Adapted from Peanut butter and Julie:
- 4 cups all-purpose flour
- 2 1/2 teaspoons baking powder
- 1 teaspoon salt
- 1 tablespoon ground ginger
- 2 teaspoons ground cinnamon
- 1/4 teaspoon nutmeg
- 1/2 teaspoon allspice
- 2 tablespoons shortening
- 1/2 cup dark brown sugar, packed
- 1/4 cup granulated sugar
- 2 large eggs
- 3 tablespoons unsulphured molasses
- 2/3 cup sour cream
- 2/3 cup pumpkin puree
- canola oil for frying
In a large bowl, stir together the flour, baking powder, salt, ginger, cinnamon, nutmeg, and allspice.
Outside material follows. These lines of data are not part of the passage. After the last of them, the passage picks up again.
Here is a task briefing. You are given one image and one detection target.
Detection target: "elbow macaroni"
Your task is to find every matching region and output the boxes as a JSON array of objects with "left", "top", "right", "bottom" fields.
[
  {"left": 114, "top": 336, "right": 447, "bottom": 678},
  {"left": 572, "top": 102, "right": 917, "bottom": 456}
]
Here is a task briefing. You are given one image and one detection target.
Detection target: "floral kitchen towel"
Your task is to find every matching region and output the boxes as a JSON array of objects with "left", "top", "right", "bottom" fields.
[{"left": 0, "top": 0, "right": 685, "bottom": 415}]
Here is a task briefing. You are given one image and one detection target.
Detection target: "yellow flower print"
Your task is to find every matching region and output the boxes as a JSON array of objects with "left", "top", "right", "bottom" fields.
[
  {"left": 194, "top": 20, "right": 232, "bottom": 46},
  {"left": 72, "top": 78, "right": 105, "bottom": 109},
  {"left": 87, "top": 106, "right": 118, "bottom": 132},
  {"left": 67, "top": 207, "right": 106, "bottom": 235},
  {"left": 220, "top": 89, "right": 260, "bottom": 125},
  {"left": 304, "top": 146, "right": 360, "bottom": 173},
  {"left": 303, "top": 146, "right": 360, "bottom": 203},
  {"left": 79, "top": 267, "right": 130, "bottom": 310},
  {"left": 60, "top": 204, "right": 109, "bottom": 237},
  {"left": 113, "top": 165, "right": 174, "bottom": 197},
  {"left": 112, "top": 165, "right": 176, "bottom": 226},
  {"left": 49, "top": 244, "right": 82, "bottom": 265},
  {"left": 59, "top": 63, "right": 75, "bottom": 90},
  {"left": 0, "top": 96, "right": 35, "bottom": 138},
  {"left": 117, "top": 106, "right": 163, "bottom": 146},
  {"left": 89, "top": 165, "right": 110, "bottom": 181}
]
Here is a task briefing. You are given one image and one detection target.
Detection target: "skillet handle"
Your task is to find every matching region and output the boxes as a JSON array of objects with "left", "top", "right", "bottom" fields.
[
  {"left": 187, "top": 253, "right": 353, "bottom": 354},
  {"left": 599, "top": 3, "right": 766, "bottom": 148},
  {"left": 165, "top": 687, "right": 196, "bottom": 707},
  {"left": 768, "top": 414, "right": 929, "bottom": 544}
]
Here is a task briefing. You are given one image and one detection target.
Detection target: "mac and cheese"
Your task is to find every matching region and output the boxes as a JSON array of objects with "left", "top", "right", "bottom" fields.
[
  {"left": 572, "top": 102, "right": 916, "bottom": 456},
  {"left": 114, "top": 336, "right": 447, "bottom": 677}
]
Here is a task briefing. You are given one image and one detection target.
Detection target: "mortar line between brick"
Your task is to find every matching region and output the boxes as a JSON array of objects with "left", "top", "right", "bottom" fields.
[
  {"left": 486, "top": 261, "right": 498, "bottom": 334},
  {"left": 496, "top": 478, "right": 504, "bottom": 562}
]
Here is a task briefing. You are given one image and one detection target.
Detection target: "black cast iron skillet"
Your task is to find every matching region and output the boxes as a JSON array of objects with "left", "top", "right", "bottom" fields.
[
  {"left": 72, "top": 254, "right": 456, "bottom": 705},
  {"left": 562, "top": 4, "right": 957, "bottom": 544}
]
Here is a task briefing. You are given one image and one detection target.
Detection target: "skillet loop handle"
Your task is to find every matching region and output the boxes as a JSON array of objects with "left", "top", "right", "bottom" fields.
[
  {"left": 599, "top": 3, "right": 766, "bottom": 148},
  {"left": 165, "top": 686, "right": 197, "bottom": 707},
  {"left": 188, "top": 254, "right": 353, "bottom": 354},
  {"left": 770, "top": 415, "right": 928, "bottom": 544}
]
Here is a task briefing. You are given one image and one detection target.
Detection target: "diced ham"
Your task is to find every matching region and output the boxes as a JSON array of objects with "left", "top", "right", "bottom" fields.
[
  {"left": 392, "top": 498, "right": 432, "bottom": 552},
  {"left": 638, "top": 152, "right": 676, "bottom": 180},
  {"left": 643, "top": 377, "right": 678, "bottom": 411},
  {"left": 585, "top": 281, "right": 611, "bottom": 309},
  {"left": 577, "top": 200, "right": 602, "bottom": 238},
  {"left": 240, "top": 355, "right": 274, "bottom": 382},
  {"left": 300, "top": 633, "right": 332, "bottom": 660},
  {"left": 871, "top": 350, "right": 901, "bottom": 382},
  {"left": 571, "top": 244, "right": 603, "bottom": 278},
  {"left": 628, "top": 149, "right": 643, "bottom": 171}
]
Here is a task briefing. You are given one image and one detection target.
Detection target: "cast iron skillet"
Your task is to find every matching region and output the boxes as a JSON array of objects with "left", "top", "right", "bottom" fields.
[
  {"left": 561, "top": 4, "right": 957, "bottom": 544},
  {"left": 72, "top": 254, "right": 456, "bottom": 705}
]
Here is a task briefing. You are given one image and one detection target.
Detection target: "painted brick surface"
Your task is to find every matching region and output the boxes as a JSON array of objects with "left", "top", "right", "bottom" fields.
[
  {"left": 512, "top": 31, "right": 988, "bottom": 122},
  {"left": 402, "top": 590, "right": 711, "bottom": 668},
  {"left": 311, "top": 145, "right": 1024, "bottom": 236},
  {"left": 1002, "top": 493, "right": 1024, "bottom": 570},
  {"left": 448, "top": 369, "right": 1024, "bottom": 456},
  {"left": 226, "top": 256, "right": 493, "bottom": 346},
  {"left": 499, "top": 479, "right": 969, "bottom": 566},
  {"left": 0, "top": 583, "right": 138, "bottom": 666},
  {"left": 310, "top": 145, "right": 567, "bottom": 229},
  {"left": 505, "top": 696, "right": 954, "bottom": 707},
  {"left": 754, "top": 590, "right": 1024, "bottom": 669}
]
In another bowl, beat shortening with both sugars until well combined. Add the eggs one at time, beating well. Add the molasses and beat for one more minute. Scrape down the bowl as necessary.
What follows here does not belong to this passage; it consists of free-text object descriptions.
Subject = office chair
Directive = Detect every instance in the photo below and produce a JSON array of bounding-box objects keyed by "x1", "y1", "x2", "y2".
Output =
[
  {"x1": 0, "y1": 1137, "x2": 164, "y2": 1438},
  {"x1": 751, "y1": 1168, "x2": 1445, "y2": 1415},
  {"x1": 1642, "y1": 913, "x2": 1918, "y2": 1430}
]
In a medium bowl, stir together the sour cream and pumpkin until well combined.
Alternate adding the dry ingredients and the sour cream/pumpkin mixture to the shortening/mixture, mixing after each addition until well combined. The dough will now be very sticky and resemble a biscuit dough.
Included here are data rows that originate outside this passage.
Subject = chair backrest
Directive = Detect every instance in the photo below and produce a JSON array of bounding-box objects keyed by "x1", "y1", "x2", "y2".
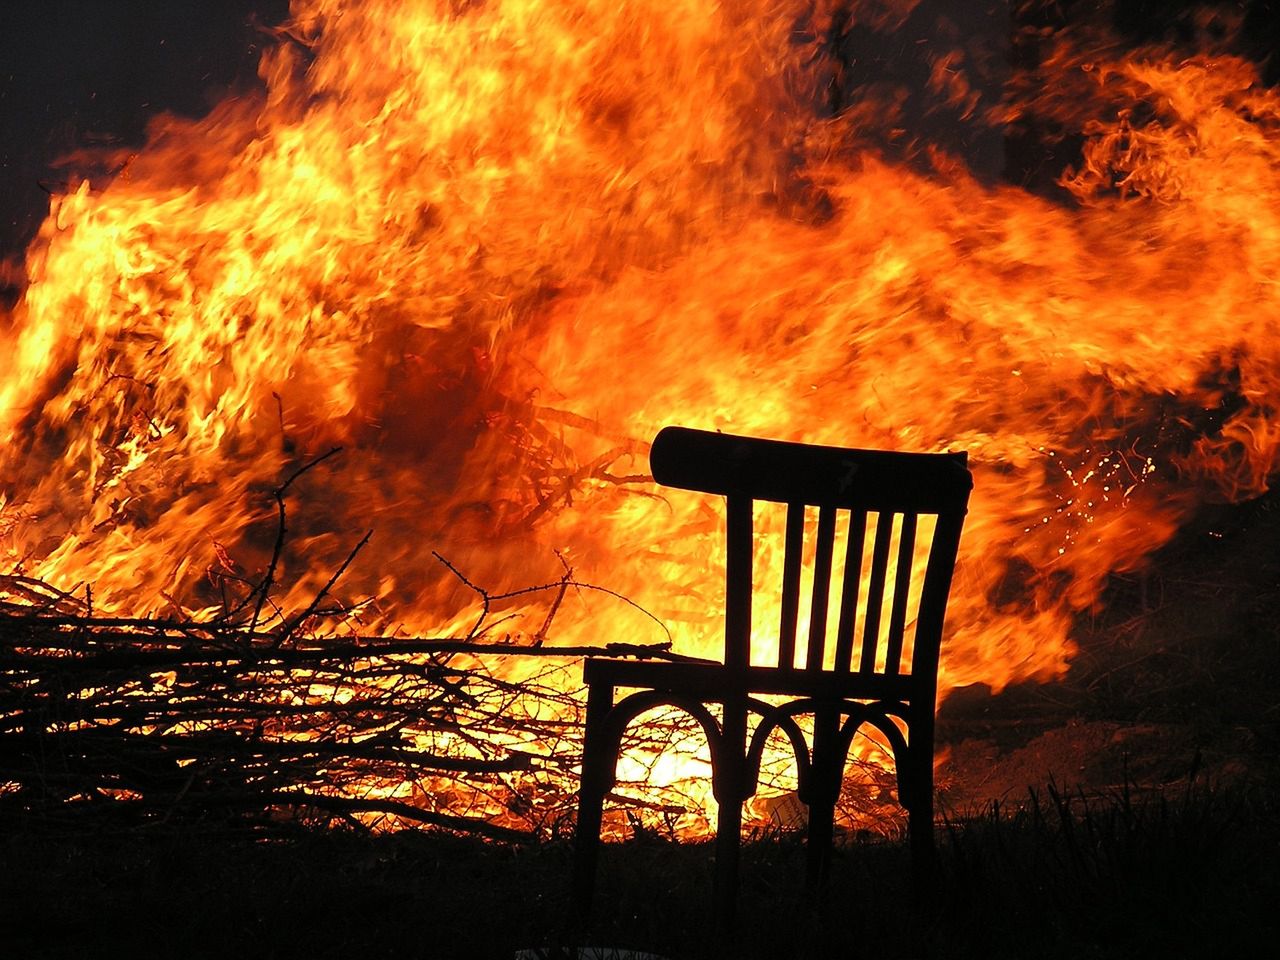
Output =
[{"x1": 649, "y1": 427, "x2": 972, "y2": 694}]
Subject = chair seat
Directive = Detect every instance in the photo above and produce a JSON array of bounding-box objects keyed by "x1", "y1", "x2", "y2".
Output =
[{"x1": 584, "y1": 656, "x2": 916, "y2": 705}]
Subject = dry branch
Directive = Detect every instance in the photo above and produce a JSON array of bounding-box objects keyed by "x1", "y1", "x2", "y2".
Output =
[
  {"x1": 0, "y1": 442, "x2": 694, "y2": 841},
  {"x1": 0, "y1": 570, "x2": 693, "y2": 841}
]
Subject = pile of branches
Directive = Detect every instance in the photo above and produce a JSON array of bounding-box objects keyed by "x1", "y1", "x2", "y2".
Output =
[
  {"x1": 0, "y1": 448, "x2": 694, "y2": 841},
  {"x1": 0, "y1": 571, "x2": 686, "y2": 841}
]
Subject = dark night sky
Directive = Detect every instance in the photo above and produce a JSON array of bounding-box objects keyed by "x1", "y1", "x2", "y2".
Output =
[{"x1": 0, "y1": 1, "x2": 289, "y2": 264}]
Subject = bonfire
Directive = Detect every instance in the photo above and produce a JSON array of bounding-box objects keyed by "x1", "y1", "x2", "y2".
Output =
[{"x1": 2, "y1": 0, "x2": 1278, "y2": 845}]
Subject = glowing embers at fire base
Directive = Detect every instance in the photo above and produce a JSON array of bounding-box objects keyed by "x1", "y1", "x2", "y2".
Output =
[{"x1": 3, "y1": 0, "x2": 1280, "y2": 832}]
Transfer dough to clean bowl, cover and chill for at least one hour. When ready to make doughnuts, heat enough canola oil in a large pot to reach 1 1/2 to 2 inches in depth over medium heat.
Transfer the chilled dough to a generously floured surface and roll out to a 1/2 inch thickness.
Cut out doughnuts and doughnut holes. Reroll any left over dough and cut out more doughnuts and holes.
Once the oil has reached the temperature of about 325F, very carefully add the doughnuts and holes, a few at a time to the hot oil. Fry the doughnuts for about 15 seconds, then flip them. Fry them for about one minute then flip them to the other side and fry for an additional minute, until dark golden brown.
Transfer the doughnuts to a wire rack covered in paper towels to drain off excess grease. Continue the process of frying the rest of the doughnuts and holes.
To top the doughnuts, I made a ginger and lemon zest glaze. Peanut butter and Julie recommends a spiced sugar-coating and a maple glaze, if you would like more ideas. To make the ginger and lemon zest glaze, combine 3/4 cup powdered sugar, grated ginger and some lemon zest with a few tablespoons of milk(adjust to make a glaze that is the thickness that you like). To be honest, I didn’t measure the ginger or lemon zest but would say I had about 1/4 teaspoon of each. I dipped the doughnuts in the glaze and put them back on the wire rack.
The only thing I would change about this recipe in the future is to add some freshly grated ginger to the actual batter.